Digital transformation is really changing the way that we think about how we solve problems. In the past, we had to manually do the same deployment again and again. With Ansible, we can create blueprints to deploy it multiple times. And every time we deploy, it’s exactly the same.
BART DWORAK, SOFTWARE ENGINEERING MANAGER, MICROSOFT
What is Ansible?
Ansible is an open-source automation tool used for configuration management. With the increase in complexity of IT environments automation has become a necessity as doing everything manually takes a lot of effort and time. Automation simplifies complex tasks, not just making developers’ jobs more manageable but allowing them to focus attention on other tasks that add value to an organization.
Benefits of Ansible:-
- Free: Ansible is free and an open-source tool.
- Simple: Very simple to set up and use, and uses clear syntax (YAML)
- Powerful: Ansible lets you model even highly complex IT workflows.
- Agentless: No need to install any other software or firewall ports on the client systems you want to automate. You also don’t have to set up a separate management structure. Everything needs to be done on one centralized system (Controller Node)

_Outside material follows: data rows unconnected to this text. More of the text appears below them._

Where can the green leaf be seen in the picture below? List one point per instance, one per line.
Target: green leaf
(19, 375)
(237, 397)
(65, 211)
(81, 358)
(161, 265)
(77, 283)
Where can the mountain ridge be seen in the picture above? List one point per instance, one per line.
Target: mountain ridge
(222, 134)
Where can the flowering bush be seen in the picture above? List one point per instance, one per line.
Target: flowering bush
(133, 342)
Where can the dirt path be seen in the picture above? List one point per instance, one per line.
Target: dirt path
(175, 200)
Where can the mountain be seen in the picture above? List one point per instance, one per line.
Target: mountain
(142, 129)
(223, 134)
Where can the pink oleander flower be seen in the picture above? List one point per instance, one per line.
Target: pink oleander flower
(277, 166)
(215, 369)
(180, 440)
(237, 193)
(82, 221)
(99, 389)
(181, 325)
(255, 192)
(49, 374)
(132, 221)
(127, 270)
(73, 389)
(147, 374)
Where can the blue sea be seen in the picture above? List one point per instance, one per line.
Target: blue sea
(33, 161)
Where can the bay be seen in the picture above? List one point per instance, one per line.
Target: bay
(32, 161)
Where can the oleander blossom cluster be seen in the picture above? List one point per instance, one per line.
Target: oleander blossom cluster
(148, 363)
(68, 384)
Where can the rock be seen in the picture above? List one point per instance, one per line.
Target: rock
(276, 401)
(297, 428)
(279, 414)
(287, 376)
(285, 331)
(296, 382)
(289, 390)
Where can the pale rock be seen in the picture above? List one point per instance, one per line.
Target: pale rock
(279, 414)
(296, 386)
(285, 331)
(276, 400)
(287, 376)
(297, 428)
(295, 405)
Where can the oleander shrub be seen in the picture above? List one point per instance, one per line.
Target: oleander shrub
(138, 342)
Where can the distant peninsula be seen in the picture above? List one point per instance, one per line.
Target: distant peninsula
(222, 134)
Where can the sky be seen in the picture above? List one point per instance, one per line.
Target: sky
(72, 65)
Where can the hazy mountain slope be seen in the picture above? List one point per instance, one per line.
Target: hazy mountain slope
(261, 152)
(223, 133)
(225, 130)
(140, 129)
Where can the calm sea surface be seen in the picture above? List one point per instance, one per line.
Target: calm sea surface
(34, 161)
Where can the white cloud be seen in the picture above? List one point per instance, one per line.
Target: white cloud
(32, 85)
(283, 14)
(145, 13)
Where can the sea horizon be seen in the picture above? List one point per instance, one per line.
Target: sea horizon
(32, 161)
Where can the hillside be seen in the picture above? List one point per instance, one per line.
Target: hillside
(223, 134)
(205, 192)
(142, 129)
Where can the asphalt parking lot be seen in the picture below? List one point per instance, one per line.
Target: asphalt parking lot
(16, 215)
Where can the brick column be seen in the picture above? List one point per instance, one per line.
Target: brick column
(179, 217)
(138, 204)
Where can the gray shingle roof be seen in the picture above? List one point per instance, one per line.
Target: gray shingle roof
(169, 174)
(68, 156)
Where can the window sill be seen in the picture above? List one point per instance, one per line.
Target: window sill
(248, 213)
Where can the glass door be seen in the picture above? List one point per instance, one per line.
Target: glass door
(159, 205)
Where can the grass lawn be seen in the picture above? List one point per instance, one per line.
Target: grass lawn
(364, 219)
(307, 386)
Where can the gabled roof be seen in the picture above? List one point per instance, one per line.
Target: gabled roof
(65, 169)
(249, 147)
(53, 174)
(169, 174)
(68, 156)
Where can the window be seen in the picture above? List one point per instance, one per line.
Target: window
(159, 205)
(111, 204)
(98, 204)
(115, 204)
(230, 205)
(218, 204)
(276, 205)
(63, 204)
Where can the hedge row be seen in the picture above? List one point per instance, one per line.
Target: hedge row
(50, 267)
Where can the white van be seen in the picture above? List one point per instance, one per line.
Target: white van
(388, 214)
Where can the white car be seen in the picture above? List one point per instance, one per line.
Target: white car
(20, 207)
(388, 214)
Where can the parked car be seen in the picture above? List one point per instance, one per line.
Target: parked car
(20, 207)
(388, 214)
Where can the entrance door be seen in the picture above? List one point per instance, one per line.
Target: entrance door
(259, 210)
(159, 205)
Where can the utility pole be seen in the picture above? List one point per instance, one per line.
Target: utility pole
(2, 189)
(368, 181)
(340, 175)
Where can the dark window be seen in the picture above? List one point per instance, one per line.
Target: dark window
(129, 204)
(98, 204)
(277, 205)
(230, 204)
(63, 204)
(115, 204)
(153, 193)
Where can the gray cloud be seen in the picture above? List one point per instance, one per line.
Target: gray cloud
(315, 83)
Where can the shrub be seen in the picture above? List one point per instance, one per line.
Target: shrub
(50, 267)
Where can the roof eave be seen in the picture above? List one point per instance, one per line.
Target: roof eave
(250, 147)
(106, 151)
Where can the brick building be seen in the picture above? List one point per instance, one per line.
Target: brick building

- Efficient: Because you don’t need to install any extra software, there’s more room for application resources on your server.
- Secure: Ansible uses SSH and requires no extra open ports or daemons
Microsoft’s Challenges-
Complexity across Microsoft’s corporate network infrastructure was increasing quickly — comprised of tens of thousands of endpoints connecting Microsoft locations worldwide with more than 400 engineers, and close to 150,000 total employees — that connects all of Microsoft’s offices, sites, and retail locations worldwide. To keep pace with customer and partner expectations it required effective automation across different network vendors and create opportunities for employee engagement and collaboration.
Solution-
The company chose to work with its strategic partner Red Hat to adopt Red Hat Ansible Automation Platform) running in Microsoft Azure.
Microsoft’s teams established 3 automation environments:
- Development, where code is developed and tested on a small scale
- User acceptance testing (UAT), where code is peer-reviewed and tested at scale
- Production
Now Ansible is used to automate repeatable, day-to-day tasks by deploying Ansible Playbooks to the network through a centralized playbook version control system. Additionally, these 3 environments support a collaborative DevOps approach across the company’s network and engineering teams.
Every single process, service, and application at Microsoft is going through digitization and optimization. We are investing in automating all of our critical business processes. So technology is important. It’s critical. But culture comes first.
LUDOVIC HAUDUC, GENERAL MANAGER, CORE PLATFORM ENGINEERING, MICROSOFT
Standardizing on a user-friendly automation solution has not only helped Microsoft solve complexity by creating a single source of truth for services, dependencies, and integrations, but also made it easier for nonengineers to focus on service creation with peer-reviewed code. DevOps teams can now work more efficiently to create new, valuable features and services for end-users while maintaining product performance.